D3.1 Open research challenges and research roadmap for SCAPE

Contents:

  • 1 Introduction
  • 2 Research in Digital Preservation: 2.1 Digital Preservation Research roadmaps
  • 2.2 Current Research Questions in DP
  • 2.3 Research Goals in SCAPE: 2.3.1 Overview and method
  • 2.3.2 Scalable platform
  • 2.3.3 Scalable planning and watch
  • 2.3.4 Scalable components
  • 2.3.5 Additional research data testbed goals
  • 2.4 Emerging Topics
  • 3 Community involvement: 3.1 Digital information models
  • 3.2 Value, utility, cost, risk and benefit
  • 3.3 Organizational aspects
  • 3.4 Experimentation, simulation, and prediction
  • 3.5 Changing paradigms, shift, evolution
  • 3.6 Future content and the long tail
  • 4 Digital Preservation Challenges
  • 4.1 Future preservation infrastructures
  • 4.2 Advanced simulation and prediction models
  • 4.3 Information models and benchmarking
  • 4.4 Identification of emerging topics
  • 5 Conclusions and Outlook

This report outlines the research roadmap of the SCAPE project, which focuses on the scalability of preservation systems in terms of storing and processing as well as decision making and control. It outlines the key goals of the R&D work packages in SCAPE, grouped according to sub-projects (preservation components, preservation platform, and preservation planning and watch) and places them within the European digital preservation research landscape. Each research goal shortly outlines the state of art, key contributions, and open issues.The document furthermore reports on the results of a workshop on Open Research Challenges, organized at IPRES 2012. It includes a summary of discussions held around six topics: 1. Digital information models 2. Value, utility, cost, risk and benefit 3. Organizational aspects 4. Experimentation, simulation, and prediction 5. Changing paradigms, shift, evolution 6. Future content and the long tailThe report goes on to identify and outline common gaps and openings for future research and finally, identifies three emerging critical research topics that arise from the cross-section of identified open problem. These are, broadly speaking: 1. Future preservation infrastructures. 2. Advanced simulation and prediction models. 3. Information models and benchmarking.

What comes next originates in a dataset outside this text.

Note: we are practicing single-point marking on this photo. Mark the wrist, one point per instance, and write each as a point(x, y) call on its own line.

This report is especially good in how it describes a complex project with ambitious goals; the goals are clearly defined and put into context (state of the art, SCAPE’s intended contributions and open issues), ultimately providing the reader with a good understanding of some of the most difficult issues repositories face when trying to implement preservation services. The project focuses on scalability- confronted with huge collections of complex objects, how to deal with capacity management and quality of service; and implementing automated preservation planning: how to help organizations move from high-level strategic planning and decision making to the execution of automated preservation plans.Its consideration of an organization’s maturity level in its ability to take on such challenges is a welcome one. The second half of the report, summarizing a session on research challenges at IPRES 2012 provides readers with a nice overview of issues confronting the field – from the philosophical to the practical -how does digital data differ (does it?), and the ongoing evolution of digital preservation concepts.It concludes with some interesting opinions on continued critical research topics, including whether, given the complexity of operating trustworthy digital preservation systems (TDR), individual institutions are smart to go it alone. The report certainly motivates the reader to stay informed with what the SCAPE project plans to deliver. It is interesting reading for anyone involved in digital preservation.